“It’s okay, V,” she murmured. “You’re allowed to think like you are right now.”
“How do you know what’s on my mind.”
“Why would there be anything else?”
Jesus . . . what a female of worth. “I love you.”
“I know. And right back at you.” Pause. “Do you wish . . . you were there with someone else?”
The pain in her voice was nearly eclipsed by composure, but to him the emotion was bullhorn clear. “That’s in the past, Jane. Trust me.”
“I do. Implicitly. You would cut off your good hand first.”
Then why did you ask, he thought as he squeezed his eyes shut and hung his head. Well, duh. She knew him too well. “God . . . I don’t deserve you.”
“Yes, you do. Come home. See your sister—”
“You were right to tell me to go. I’m sorry I was an asshole.”
“You’re allowed to be. This is stressful stuff—”
“Jane?”
“Yes?”
He attempted to form words and failed, the silence stretching out between them once more. Fucking hell, no matter how much he tried to put sentences together, he found that there was no magical combination of syllables to properly phrase what was in him.
Then again, maybe it was less a function of vocabulary, and more a case of what he’d just done to himself: He felt like he had something to confess to her, and he couldn’t quite do it.
“Come home,” Jane cut in. “Come see her, and if I’m not in the clinic, find me.”
“All right. I will.”
“It’s going to be okay, Vishous. And you need to remember something.”
“What’s that?”
“I know what I married. I know who you are. There’s nothing that’s going to shock me—now hang up the phone and get home.”
As he told her good-bye and hit end, he wasn’t sure about the noshock thing. He’d surprised himself tonight, and not in a good way.
Putting his phone away, he rolled up a cigarette and patted his pockets for a lighter before remembering he’d tossed his Bic POS back at the training center.

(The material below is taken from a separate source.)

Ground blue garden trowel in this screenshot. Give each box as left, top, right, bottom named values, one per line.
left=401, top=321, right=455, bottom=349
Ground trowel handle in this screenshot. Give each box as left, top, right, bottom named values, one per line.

His head cranked around and he looked at one of those goddamn black candles. With no other option, he went over and leaned in to light his hand-rolled.

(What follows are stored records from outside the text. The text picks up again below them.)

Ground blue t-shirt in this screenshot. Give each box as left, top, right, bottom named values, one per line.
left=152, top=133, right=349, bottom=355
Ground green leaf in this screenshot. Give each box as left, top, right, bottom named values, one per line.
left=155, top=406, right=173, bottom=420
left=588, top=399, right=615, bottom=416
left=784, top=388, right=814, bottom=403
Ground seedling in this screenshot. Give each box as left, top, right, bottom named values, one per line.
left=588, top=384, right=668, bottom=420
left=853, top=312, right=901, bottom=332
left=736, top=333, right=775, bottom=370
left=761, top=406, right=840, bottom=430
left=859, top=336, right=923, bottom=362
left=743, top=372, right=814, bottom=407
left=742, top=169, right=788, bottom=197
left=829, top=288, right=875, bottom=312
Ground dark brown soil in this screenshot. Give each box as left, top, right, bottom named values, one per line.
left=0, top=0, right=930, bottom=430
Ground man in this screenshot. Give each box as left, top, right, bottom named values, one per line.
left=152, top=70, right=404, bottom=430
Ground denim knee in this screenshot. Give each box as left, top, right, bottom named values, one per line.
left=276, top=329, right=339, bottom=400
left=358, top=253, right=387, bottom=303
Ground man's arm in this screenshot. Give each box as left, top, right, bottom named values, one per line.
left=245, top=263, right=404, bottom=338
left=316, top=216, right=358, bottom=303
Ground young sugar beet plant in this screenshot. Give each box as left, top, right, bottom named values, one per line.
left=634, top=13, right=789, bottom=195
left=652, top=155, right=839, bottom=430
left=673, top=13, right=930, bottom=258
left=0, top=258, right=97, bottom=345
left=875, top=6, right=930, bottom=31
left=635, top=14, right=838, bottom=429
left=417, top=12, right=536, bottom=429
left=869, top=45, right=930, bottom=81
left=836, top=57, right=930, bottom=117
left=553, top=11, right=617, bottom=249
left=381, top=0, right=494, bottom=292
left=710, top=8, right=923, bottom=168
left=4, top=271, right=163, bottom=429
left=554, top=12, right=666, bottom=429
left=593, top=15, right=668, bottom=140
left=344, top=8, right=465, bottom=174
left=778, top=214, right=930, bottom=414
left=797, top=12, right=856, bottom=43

The idea of going back to the compound was the right idea. A good, solid plan.
Too bad it made him want to scream until he lost his voice.
After he finished his smoke, he meant to extinguish the candles and go straight home. He honestly did.
But he didn’t make it.
Manny was dreaming. Had to be.
He was dimly aware that he was in his office, lying facedown on the leather couch that he regularly crashed on for REM catch-ups. As always, there was a set of surgical scrubs wadded under his head for a pillow, and he’d kicked off his Nikes.
All this was normal, business as usual.